Re: [zeromq-dev] libzmq and helgrind

2014-08-20 Thread Michi Henning

On 20 Aug 2014, at 1:24 , Thomas Rodgers  wrote:

> Ignore the 4.1 stack smashing issue, that was a brain fart on my part...
> 
> I ran this (again Ubuntu 14.04 gcc4.8), and this time actually changed the 
> len > 29 bytes (sorry it was late, I had the stupid), got the msg_t::close() 
> race reported by helgrind.
> 
> I think these are bogus reports, there is a lock free queue implementation, 
> ypipe_t (uses CAS, which if it were truly broken, would have reared it's head 
> well before now) that sits between the context's thread (which is running the 
> decoder, where the msg_t::init_size() call happens) and  your receiving 
> thread (where msg_t::close() happens).  The queue imposes a strict 'happens 
> before' relationship, the receiving side will not call close before the 
> decoder has fully placed the message on the pipe (it does this by shallow 
> copy, then calls msg_t::init() to reset it's local copy before handling the 
> next message).

Hi Thomas,

thanks for taking the time to look at this, I'm much obliged!

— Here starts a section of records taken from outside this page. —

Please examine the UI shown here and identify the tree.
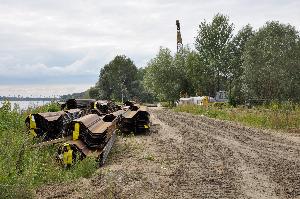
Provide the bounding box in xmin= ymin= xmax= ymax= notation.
xmin=243 ymin=21 xmax=300 ymax=101
xmin=195 ymin=14 xmax=233 ymax=95
xmin=91 ymin=55 xmax=138 ymax=100
xmin=228 ymin=24 xmax=254 ymax=105
xmin=144 ymin=48 xmax=181 ymax=102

I'll add the relevant suppression to my list. I'll keep nibbling away at this 
as I can find the time. I suspect that what I come up with will be incomplete, 
but it'll at least be a start. I think it would be awesome to have a solid 
helgrind suppression file for zmq in the distribution. I'm sure I'm not the 
only one who would appreciate it. I'll be happy to contribute what I can come 
up with but, as I said, I'm afraid it'll be incomplete because I'm using only a 
subset of zmq.

Cheers,

Michi.

___
zeromq-dev mailing list
zeromq-dev@lists.zeromq.org
http://lists.zeromq.org/mailman/listinfo/zeromq-dev


Re: [zeromq-dev] libzmq and helgrind

2014-08-19 Thread Thomas Rodgers
Ignore the 4.1 stack smashing issue, that was a brain fart on my part...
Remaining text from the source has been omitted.